Feature
Hungry India
Hungry India

IN the 2018 Global Hunger Index (GHI) released on October 11, India stands at 103 among 119 nations, and hunger levels in India are categorised by the report as “serious”.

At least one in five Indian children under the age of five suffer from “wasting” (they have extremely low weight for their height due to acute under-nutrition). The only country with a higher prevalence of child wasting than India is South Sudan.

India’s indicators in the categories of under-nourishment, child stunting and child mortality have improved since the year 2000 but “the prevalence of child wasting has actually worsened in comparison to previous reference years.

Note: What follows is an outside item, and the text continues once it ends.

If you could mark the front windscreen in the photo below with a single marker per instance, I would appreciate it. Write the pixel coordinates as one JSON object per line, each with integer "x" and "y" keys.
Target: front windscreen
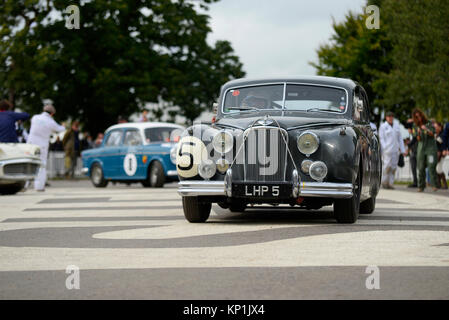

It stood at 17.1% in 2000, and increased to 20% in 2005. In 2018, it stands at 21%. South Sudan’s child wasting prevalence is at 28%.”

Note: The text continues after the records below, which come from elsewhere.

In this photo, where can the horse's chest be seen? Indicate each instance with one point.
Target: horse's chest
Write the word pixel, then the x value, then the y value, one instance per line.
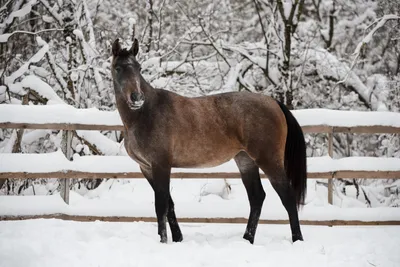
pixel 135 150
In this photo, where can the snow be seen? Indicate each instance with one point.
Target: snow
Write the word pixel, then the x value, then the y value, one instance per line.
pixel 34 59
pixel 57 114
pixel 64 114
pixel 63 243
pixel 103 144
pixel 380 23
pixel 38 85
pixel 37 163
pixel 200 198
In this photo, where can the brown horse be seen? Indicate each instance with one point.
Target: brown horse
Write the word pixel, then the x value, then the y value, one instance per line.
pixel 164 130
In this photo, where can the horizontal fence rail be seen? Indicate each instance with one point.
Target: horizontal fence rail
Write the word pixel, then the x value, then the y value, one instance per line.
pixel 68 118
pixel 240 220
pixel 65 117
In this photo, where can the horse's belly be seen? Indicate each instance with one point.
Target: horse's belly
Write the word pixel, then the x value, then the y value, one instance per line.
pixel 203 160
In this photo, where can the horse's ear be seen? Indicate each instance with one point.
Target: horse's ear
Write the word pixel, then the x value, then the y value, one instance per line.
pixel 135 48
pixel 116 47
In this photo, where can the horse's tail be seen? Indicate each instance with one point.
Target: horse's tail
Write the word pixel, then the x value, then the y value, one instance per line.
pixel 295 156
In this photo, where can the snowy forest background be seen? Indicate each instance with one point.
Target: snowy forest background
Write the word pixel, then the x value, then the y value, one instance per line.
pixel 332 54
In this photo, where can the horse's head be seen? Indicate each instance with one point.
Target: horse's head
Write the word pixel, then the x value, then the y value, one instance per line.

According to the report, in South Asia, “maternal Body Mass Index (BMI) and access to improved water and sanitation are more closely associated with rates of child wasting than household wealth, suggesting that a reduction in poverty alone may not be sufficient to correct the problem…Factors that could reduce child stunting in South Asia include increased consumption of non-staple foods, access to sanitation, women’s education, access to safe water, gender equality, and national food availability.”

Even as hunger remains at these acute levels in India, the Modi Government at the Centre and the BJP Governments in badly affected states continue to focus on fuelling divisive hate campaigns rather than addressing the vital questions of nutrition, sanitation, water, and social equality.

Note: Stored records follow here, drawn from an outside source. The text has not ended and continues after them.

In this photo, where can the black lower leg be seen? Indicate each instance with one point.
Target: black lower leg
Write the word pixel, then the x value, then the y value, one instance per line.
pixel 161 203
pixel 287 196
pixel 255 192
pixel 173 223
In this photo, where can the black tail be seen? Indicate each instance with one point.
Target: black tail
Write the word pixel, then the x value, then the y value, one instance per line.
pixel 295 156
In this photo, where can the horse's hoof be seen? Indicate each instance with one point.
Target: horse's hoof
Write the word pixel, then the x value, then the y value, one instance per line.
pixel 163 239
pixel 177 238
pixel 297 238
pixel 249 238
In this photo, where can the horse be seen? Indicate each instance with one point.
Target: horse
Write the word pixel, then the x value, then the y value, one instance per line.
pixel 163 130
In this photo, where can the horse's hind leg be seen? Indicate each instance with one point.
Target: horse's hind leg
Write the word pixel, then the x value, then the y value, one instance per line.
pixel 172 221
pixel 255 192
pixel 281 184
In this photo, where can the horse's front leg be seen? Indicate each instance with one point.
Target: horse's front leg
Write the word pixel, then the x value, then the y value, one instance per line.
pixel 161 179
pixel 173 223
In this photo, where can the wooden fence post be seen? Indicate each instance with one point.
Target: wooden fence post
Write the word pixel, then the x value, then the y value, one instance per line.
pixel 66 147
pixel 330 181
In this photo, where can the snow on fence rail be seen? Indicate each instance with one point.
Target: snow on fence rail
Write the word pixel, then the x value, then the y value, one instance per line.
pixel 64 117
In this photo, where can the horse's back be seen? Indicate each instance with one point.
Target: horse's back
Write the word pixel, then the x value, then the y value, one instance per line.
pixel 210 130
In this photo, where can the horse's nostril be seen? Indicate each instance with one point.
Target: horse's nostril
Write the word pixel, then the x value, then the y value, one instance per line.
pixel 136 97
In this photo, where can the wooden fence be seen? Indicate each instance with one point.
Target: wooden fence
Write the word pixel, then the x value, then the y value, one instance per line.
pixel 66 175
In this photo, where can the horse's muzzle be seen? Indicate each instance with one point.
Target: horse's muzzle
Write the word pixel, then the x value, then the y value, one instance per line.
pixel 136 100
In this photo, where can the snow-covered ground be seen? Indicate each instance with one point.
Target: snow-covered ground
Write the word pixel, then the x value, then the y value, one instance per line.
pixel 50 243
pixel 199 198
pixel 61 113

A Right to Food Campaign report found that in the last four years of Modi Raj, an estimated 61 people across 11 states died of hunger, with Uttar Pradesh and Jharkhand topping the list with 16 deaths each.

Uttar Pradesh is in the news every other day for a communal lynching, hate crime against friendships between Hindu women and Muslim men, custodial killing/fake encounter, police atrocity or other atrocities against women and Dalits, baby deaths in hospitals, and communal violence - as well as the Chief Minister’s decisions to change names of Mughalserai or Allahabad to more Sangh-friendly names. This state is also the one Modi contested and won from in 2014 - he reportedly won’t go back to the voters of Banaras in 2019.

Two brothers of of Khirkia village in Kushinagar district of Uttar Pradesh (UP), Feku and Pappu, 26 and 26 years old respectively, died of starvation within 16 hours of each other on 13 and 14 September 2018. They were both from the most oppressed Musahar community of Dalits.

We may recall how in May last year, before Chief Minister Yogi Adityanath’s visit on Thursday, Musahar Dalit families of Mainpur Deenapatti village in Kushinagar district were given two bars of soap, ‘Lifebuoy’ and ‘Ghari’, and a sachet of shampoo each and asked by district authorities to “clean themselves” before attending the public meeting. An Indian Express report on this episode quoted an ASHA worker as saying about the local people, “They earn so little. Their main worry is food.” But Adityanath in his upper caste arrogance, chose to humiliate the Musahars of Kushinagar by handing out soap and shampoo, while continuing to neglect their poverty and hunger.

In Jharkhand also, of the 16 starvation deaths, 9 were women, 6 were adivasi, 5 Dalit and 5 OBC). Many of these deaths were due to the failure in the delivery of rations, and/or pension, thanks to problems in linkage/authentication of Aadhaar cards. Yet the State Governments and the Centre continue to deny starvation deaths, blame the deaths instead on various diseases, and push cash transfers instead of food rations and Aadhaar  authentication as the ‘solution’, while in fact these worsen the problem.